GOODLATTE CRITICIZES FOREST SERVICE BUDGET REQUEST,
CITES LONG HISTORY OF ADMINISTRATIVE, POLICY FAILURES

(March 11, 1999)
At a hearing today, members of the House Agriculture Subcommittee on Department Operations, Oversight, Nutrition, and Forestry, led by Chairman Bob Goodlatte (R-VA), catalogued the lack of accountability and policy failures in the U.S. Forest Service (USFS) and criticized the agency for its $173 million funding increase request in the FY 2000 budget.

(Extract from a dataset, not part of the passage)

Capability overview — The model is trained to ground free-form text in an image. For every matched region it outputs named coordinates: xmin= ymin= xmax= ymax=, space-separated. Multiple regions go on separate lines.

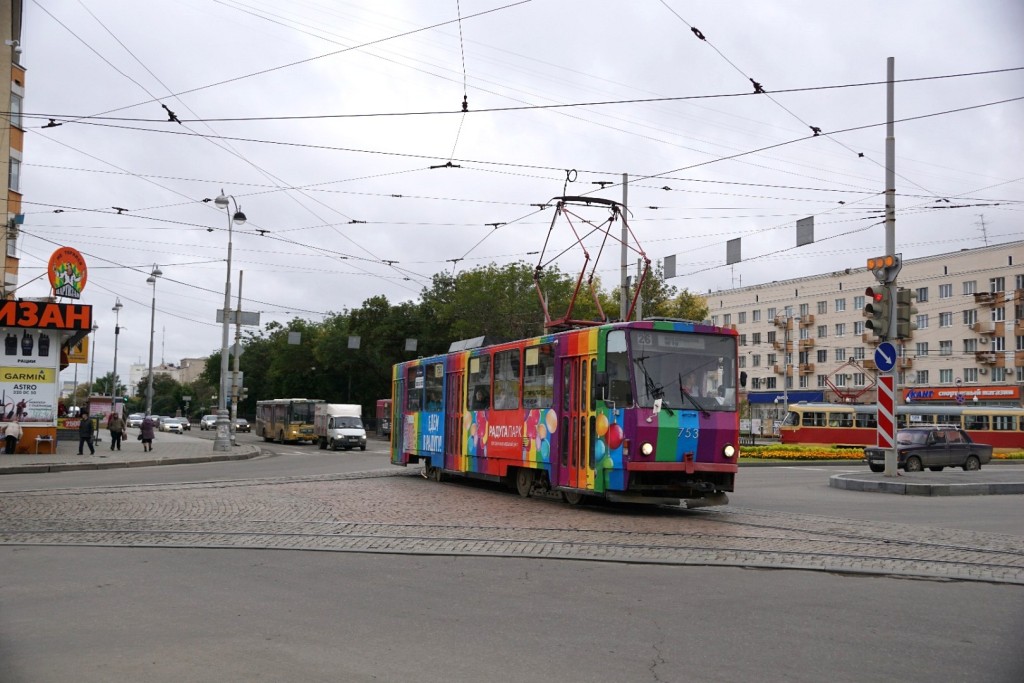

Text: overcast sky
xmin=19 ymin=0 xmax=1024 ymax=380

Since 1995, the U.S. Department of Agriculture (USDA) Inspector General has issued more than twenty reports detailing a severe lack of financial accountability and performance failures.  Most recently, the General Accounting Office (GAO) reported that: “Inefficiency and waste throughout the USDA’s Forest Service’s operations and organization have cost taxpayers hundreds of millions of dollars.  While the Forest Service has made progress in recent years, it is still far from achieving financial accountability and possibly a decade or more away from being fully accountable for its performance.”

 In response to this litany of administrative problems, Goodlatte called today’s hearing to explore whether the USFS merits its requested $173 million funding increase and what the agency’s priorities should be assuming current funding levels.

 “To give the Forest Service more money out of hard-working taxpayers’ pockets when it cannot account for how it will be spent would be an egregious breach of public trust,” Goodlatte said.

 Forty million acres of national forest are presently at a extreme risk of catastrophic wildfire and twenty-six million acres are at high risk of insect and disease infestation.  Deferred road maintenance and reconstruction totals an estimated $8.4 billion and deferred maintenance on recreational facilities exceeds $1 billion.  These figures constitute a restoration backlog of massive proportions that increasingly jeopardizes the ecological integrity of the forest and its ability to provide a full range of benefits to the public.

 “It is my firm opinion that this forest restoration backlog should be the Forest Service’s number one priority in this and future budget cycles until it has been fully addressed,” Goodlatte said.  “Unfortunately, however, I am not persuaded that such a priority exists in the agency’s budget.”

“The Administration’s top priority seems to be its Lands Legacy Initiative which is an aggressive effort to spend over $100 million to acquire more federal land.  That is an idea that is fundamentally flawed in view of the current condition of our forests.  The agency simply should not spend scarce resources buying land when it cannot afford to manage the land it already has,” Goodlatte said.

Goodlatte represents Virginia’s Sixth Congressional District, which includes Roanoke, Lynchburg, and the Shenandoah Valley.